What happens when you take a downtown Toronto conference facility, fill it with dozens of top-notch entrepreneurs in search of millions in startup capital, then stir in the high-powered investors who can give it to them? The deafening roar of frenzied deal-making is not the correct answer.
Rather, you get the quiet tension that’s typical of the Canadian Venture Forum (CVF), an annual event that gives the leaders of early-stage companies the opportunity to present their business concepts to investors with two goals in mind: win a trophy for making a great pitch and, more importantly, raise loads of dough.
But the key message from this year’s CVF, which was held in March, came through loud and clear: happy days for angel investors and Web 2.0 firms are here.
Whereas information and communication technology and biotech hopefuls have dominated the CVF roster in recent years, Web 2.0 led the 2007 cohort, comprising 17 of the 57 presenting firms.
“Angel investors are excited about this area,” says Bryan Watson, executive director of the Toronto-based National Angel Organization. “Web 2.0 companies use open-source tools, so they require a lot less capital to build their service. Anywhere from $50,000 to $250,000 will get a Web 2.0 company to market, whereas in the past, Internet firms would have needed $1 million to $2 million.” In other words, angels are a match made in heaven for the second generation of dot-coms.
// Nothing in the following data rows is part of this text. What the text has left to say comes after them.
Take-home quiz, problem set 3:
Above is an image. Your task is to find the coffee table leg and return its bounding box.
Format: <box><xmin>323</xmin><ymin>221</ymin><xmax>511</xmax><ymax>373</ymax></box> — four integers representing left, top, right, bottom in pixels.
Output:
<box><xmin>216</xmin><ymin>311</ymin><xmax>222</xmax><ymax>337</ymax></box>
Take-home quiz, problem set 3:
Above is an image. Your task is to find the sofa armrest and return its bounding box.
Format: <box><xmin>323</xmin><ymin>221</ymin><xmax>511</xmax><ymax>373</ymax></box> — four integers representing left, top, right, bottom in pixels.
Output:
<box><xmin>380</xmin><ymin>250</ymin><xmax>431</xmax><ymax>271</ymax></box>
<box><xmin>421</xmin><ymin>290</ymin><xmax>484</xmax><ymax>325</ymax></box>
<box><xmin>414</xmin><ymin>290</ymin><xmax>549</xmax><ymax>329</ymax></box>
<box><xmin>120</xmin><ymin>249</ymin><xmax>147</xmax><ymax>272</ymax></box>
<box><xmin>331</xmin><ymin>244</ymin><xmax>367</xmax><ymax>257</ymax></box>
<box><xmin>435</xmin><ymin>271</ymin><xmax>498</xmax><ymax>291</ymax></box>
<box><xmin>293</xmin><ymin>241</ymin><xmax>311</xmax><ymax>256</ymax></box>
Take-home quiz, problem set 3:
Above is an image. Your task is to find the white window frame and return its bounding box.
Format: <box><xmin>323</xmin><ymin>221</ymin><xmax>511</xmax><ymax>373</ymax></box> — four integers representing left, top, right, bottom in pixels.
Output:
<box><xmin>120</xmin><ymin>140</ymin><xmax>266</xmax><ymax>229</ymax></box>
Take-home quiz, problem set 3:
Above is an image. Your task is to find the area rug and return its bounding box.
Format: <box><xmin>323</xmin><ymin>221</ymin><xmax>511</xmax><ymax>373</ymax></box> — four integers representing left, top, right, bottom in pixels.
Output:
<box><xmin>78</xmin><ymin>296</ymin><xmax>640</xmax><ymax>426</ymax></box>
But the going remains tougher for venture capitalists and the companies who want VC money. Still stung by the tech-market collapse, VCs are notoriously picky about the investments they make. Furthermore, they’re attracting far less money than they used to. Last year, Canadian VCs raised $1.6 billion, down from $2.2 billion in 2005 and a high of $4.5 billion in 2001.
As a result, more entrepreneurs are shifting their funding focus. “We’re continuing to see a rise in demand for angel investment at the forum,” says Sean Wise, chair of the CVF and managing director of Wise Mentor Capital in Toronto. This year, more than one-third of CVF firms presented to angels rather than to VCs.
Among them was Skymeter Corp., which won the CVF prize for Best Angel Company. Based in Toronto, Skymeter produces a palm-sized GPS device that tracks vehicle locations for the purpose of charging road tolls, pay-as-you-drive insurance and congestion levies. “Skymeter is a huge idea, but it’s a hard story to sell to VCs,” says CEO Kamal Hassan. “They’re interested in our potential, but they want proof. They want to see sales and customers.” Because it’s continually creating new versions of its product, the company pursues angels in hopes of securing smaller, more frequent rounds of funding than VCs are able or inclined to provide.
“Companies are realizing they don’t necessarily need $10 million dollars from various VC rounds; they can get to market with a little less money,” says Watson. “It really is the age of the angel.”